但是後來,先動了心的人反而是我,見不得她受一點委屈,可最後她所有受到的委屈都是因為我。我知道她恨我,一直都知道,可我總想著她留在我身邊就好了,愛不愛我都不重要。可是我知道她不開心,一點兒都不開心。我想她能夠高興一點,想讓她這輩子都有享不盡的榮華富貴,康康泰泰。
你同她認識幾年?兩年還是三年?我們認識快九個年頭,甚至還有兩個孩子,你覺得你對她的感情能越得過我去?」
這可能是陸持在旁人面前說過最長的一段話,盛承宣的心裡一陣複雜,「那你可想過,若是出了……」
「我陪著她,她膽子小得很,是生是死我不會讓她一個人孤零零的。」陸持說得異常平靜。
太醫隨後出去熬藥。
屋子裡異常沉默,每一分每一秒都像是在人的心頭上刻刀子。裡面突然傳來響動聲,陸持急忙進去,只見女子手抓著身邊的床幔,掙扎著要起來。

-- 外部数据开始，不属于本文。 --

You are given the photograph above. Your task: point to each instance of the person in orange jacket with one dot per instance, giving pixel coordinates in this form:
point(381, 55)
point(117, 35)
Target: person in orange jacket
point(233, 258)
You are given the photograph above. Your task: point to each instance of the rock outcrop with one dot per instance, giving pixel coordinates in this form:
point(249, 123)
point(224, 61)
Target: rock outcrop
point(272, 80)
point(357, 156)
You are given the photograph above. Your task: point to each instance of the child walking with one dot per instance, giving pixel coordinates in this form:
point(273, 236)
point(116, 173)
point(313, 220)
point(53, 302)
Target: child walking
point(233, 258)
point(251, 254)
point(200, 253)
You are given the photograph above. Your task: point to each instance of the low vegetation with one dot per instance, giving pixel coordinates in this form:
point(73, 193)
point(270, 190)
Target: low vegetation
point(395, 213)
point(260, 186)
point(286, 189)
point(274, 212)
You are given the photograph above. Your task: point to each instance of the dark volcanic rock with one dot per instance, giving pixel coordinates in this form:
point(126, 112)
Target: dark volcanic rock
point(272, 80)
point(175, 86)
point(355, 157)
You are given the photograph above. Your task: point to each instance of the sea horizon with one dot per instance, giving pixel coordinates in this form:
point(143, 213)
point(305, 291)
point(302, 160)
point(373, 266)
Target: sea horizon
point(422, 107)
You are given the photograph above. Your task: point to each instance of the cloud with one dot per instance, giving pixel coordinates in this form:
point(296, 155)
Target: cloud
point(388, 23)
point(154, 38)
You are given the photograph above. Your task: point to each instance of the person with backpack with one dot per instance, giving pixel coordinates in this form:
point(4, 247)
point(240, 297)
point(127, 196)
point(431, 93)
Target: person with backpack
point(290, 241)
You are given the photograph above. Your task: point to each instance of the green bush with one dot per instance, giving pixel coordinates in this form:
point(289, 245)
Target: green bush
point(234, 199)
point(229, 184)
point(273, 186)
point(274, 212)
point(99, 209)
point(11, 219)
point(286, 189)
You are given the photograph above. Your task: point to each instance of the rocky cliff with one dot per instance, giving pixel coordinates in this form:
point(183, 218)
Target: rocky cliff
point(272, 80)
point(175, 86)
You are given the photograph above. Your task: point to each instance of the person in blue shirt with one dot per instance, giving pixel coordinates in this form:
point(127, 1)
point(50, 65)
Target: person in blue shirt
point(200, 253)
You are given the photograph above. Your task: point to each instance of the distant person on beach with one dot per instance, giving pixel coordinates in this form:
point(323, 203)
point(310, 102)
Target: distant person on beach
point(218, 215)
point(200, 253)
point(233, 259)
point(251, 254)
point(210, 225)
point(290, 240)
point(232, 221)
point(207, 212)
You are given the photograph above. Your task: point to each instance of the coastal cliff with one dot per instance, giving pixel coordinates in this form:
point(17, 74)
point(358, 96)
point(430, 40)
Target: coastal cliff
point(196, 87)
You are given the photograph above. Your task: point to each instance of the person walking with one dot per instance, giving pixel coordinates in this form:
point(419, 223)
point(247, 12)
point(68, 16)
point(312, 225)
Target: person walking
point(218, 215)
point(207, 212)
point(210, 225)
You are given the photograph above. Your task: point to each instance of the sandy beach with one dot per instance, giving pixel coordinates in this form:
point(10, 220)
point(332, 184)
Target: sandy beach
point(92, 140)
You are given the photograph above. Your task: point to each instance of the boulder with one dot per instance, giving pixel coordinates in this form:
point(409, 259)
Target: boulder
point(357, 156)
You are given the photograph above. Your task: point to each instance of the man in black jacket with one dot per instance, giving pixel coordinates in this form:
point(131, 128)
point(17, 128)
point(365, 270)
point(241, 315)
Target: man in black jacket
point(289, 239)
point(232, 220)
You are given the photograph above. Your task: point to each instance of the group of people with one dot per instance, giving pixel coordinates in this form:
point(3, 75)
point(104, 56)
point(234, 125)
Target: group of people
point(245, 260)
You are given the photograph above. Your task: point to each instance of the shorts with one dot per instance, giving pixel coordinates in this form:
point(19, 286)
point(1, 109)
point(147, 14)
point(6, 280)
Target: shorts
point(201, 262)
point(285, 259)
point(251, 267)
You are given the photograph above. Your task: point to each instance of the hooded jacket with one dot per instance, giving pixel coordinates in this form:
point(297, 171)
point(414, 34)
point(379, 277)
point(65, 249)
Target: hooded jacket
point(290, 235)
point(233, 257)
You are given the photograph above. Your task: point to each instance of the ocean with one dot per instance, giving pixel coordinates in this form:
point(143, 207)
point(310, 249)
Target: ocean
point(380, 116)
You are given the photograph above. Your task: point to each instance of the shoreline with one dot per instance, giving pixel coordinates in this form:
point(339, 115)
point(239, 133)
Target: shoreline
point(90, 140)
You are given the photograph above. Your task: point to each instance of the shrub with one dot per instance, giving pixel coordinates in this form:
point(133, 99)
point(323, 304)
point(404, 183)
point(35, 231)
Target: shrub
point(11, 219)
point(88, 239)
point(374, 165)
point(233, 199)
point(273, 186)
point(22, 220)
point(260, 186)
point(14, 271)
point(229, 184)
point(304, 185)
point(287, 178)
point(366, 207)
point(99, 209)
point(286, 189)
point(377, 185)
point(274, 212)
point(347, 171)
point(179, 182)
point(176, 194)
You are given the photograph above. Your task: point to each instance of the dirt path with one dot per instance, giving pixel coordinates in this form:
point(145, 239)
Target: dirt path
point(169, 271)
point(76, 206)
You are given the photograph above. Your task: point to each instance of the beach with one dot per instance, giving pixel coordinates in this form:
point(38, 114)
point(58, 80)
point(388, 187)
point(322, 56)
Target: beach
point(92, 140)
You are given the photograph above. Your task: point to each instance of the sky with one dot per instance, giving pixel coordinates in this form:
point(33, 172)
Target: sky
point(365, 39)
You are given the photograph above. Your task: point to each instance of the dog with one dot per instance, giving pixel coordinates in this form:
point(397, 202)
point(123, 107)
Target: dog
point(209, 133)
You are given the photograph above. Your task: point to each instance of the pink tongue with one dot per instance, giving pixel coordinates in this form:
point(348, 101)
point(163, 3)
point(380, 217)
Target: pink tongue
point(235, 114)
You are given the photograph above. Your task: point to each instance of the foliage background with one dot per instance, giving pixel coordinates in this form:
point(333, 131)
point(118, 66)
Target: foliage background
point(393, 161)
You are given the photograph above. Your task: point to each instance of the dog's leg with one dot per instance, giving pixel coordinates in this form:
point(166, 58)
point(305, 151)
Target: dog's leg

「想要什麼東西嗎?」陸持上前拉著她的手,在她的背後墊了幾個軟枕。
「沒有,你陪我說些話吧,我腦袋有些沉,我怕我睡著了。」沈棠半天,說出一句話來。她的身體十分虛弱,就是說一句話,都要躺回去歇上一會兒。
「怕什麼,我們都在旁邊守著呢。」
沈棠的眼珠子轉動了幾下,她的身體她自己清楚得很,到了頭了,一丁點兒都不想浪費剩下的每一點時間,小聲說:「不能睡的,睡了就醒不過來了。」
陸持瞬間被戳中了淚腺,弓著身體,食指的不停地在女子的關節上的摩挲,盡力想要使自己的聲音聽起來正常些,「太醫已經在熬藥了,馬上就能好。」
沈棠知道,這些不過都是在哄她,不知怎麼了,她突然想起那年得元宵節,她第一次和陸持一起出去看花燈的場景,說:「我想要花燈了,小一些的,要兔子的。那時候一直想要一個來著,後來一直沒如願。」
「這不是簡單的事情嗎,我這就派人去買,若是還不夠,等今年元宵節的時候,我同你一起,你想要什麼樣子,我們便要什麼樣子的。」陸持說著,就讓二三出去置辦了。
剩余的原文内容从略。